How to Improve Your Credit Score Through Credit Cards

Picture this: you’ve been committed to one credit card for years. Then your friend shows you her new deal. You see something that could be better than what you already have. Should you go for it and close down your long relationship? Or do you stay in the realm of comfort? Let’s have a look at where your loyalties need to lie for your credit score to stay healthy. 

Zooming in on the importance of a good credit score

Let’s bring a little more clarity to the importance of credit scores. Your credit score is your key to being lent to. If you have a high credit score, you’re more likely to be granted loans, mortgages, and lines of credit. These are all important depending on your financial and life goals.

Will opening a new credit card hamper your credit score?

As long as you’re well organized with your finances and don’t lose track of what needs paying for when, it’s okay to make the most of new deals. Just like a no-strings-attached relationship, you don’t have to be limited to just one credit card. If anything, this can give you a better credit score because you’ll have a longer credit history. 

Should you close your old credit card down?

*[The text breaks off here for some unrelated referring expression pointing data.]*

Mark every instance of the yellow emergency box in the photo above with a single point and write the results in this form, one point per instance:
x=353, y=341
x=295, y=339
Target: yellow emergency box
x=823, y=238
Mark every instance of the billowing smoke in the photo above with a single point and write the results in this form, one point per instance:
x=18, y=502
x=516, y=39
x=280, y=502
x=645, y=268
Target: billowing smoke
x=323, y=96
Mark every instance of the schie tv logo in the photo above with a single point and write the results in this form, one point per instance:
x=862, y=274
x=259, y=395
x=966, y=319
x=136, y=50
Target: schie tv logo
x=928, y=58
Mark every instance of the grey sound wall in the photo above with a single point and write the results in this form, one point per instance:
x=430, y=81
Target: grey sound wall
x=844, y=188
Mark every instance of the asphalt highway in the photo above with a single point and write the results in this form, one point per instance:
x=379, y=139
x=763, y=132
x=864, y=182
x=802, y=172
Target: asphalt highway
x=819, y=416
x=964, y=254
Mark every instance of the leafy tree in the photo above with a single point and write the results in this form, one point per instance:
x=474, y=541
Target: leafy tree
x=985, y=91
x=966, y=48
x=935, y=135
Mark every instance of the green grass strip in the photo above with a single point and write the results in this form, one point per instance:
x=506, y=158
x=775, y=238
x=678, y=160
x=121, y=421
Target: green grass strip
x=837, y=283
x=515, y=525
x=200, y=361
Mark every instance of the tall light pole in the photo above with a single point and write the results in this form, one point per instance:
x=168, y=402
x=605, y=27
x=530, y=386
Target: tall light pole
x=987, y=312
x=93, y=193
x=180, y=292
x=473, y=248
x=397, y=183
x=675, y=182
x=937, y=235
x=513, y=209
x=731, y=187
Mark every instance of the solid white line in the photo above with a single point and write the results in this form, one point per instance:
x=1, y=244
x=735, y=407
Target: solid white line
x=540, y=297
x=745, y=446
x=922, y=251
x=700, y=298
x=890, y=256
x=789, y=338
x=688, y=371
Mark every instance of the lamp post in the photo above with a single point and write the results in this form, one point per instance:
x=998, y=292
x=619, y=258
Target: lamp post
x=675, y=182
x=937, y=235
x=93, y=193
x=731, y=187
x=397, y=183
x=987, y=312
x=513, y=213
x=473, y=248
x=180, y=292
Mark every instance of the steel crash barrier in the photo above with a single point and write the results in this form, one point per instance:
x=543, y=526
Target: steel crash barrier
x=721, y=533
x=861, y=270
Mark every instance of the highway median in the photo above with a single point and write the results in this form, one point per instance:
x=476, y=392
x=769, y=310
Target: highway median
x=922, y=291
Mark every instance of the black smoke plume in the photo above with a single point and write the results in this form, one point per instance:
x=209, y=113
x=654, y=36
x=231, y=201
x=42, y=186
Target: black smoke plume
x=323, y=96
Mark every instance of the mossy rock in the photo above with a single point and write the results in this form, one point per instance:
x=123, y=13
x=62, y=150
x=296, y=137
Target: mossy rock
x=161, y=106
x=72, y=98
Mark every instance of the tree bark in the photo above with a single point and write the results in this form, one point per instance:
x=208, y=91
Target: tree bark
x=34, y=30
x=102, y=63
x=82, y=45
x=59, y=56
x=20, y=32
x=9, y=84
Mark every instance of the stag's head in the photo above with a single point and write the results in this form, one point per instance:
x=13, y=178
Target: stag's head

No. Just like your oldest, comfiest trainers, you don’t need to get rid of your old supplier just because you’ve found a new one. It’s actually recommended that you keep your accounts open and continue to pay at least one thing on each card you have, as it will grow your credit history, and as a result, your credit score. Closing down a card can also cause your rate of spending on one card to spike, which can make you appear to be spending beyond your means.

The bottom credit line:

Utilizing more than one credit card provider isn’t actually a bad thing. As long as you’re organized and pay your monthly fees, you could improve your credit score. So, it might be time to delve into a more open credit card relationship!